Koncentracja w przypadku rzadkich i złożonych schorzeń
W odniesieniu do szczególnie rzadkich i złożonych schorzeń – takich jak chirurgia przełyku i trzustki, ciężkie urazy wielonarządowe czy onkologia dziecięca – koncentracja opieki uznawana jest za konieczność. Status centrum eksperckiego ma być przyznawany wyłącznie placówkom spełniającym jasno określone kryteria, obejmujące minimalną liczbę wykonywanych procedur, odpowiednią infrastrukturę, funkcjonowanie zespołów multidyscyplinarnych oraz integrację w sieciach opieki zdrowotnej.

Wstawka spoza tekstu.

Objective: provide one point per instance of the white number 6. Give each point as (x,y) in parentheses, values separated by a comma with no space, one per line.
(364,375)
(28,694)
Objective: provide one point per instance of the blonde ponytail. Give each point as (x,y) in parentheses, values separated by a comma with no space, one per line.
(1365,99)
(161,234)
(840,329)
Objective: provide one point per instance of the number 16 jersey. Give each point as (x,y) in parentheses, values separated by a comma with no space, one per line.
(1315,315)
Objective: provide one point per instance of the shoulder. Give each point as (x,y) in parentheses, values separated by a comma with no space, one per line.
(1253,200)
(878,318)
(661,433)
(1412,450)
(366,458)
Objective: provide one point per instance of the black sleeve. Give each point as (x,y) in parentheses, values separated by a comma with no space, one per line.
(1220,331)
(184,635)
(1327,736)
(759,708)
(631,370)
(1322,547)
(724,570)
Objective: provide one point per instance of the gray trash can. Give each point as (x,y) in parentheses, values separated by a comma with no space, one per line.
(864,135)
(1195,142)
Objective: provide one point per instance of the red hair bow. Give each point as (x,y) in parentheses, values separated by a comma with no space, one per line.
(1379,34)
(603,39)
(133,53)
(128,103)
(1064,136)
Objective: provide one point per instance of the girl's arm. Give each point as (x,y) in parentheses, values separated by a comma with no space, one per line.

Zespół multidyscyplinarny definiowany jest jako udokumentowana i stała współpraca doświadczonych lekarzy specjalistów z innymi świadczeniodawcami.
W przypadku chorób rzadkich, których częstość występowania w Unii Europejskiej jest niższa niż 1 na 2 000 mieszkańców, autorzy raportu postulują przekształcenie obecnych ośrodków referencyjnych w pełnoprawne centra eksperckie. Ma to zapewnić pacjentom szybszą diagnostykę, bardziej przejrzyste ścieżki leczenia oraz lepszą koordynację opieki na poziomie krajowym.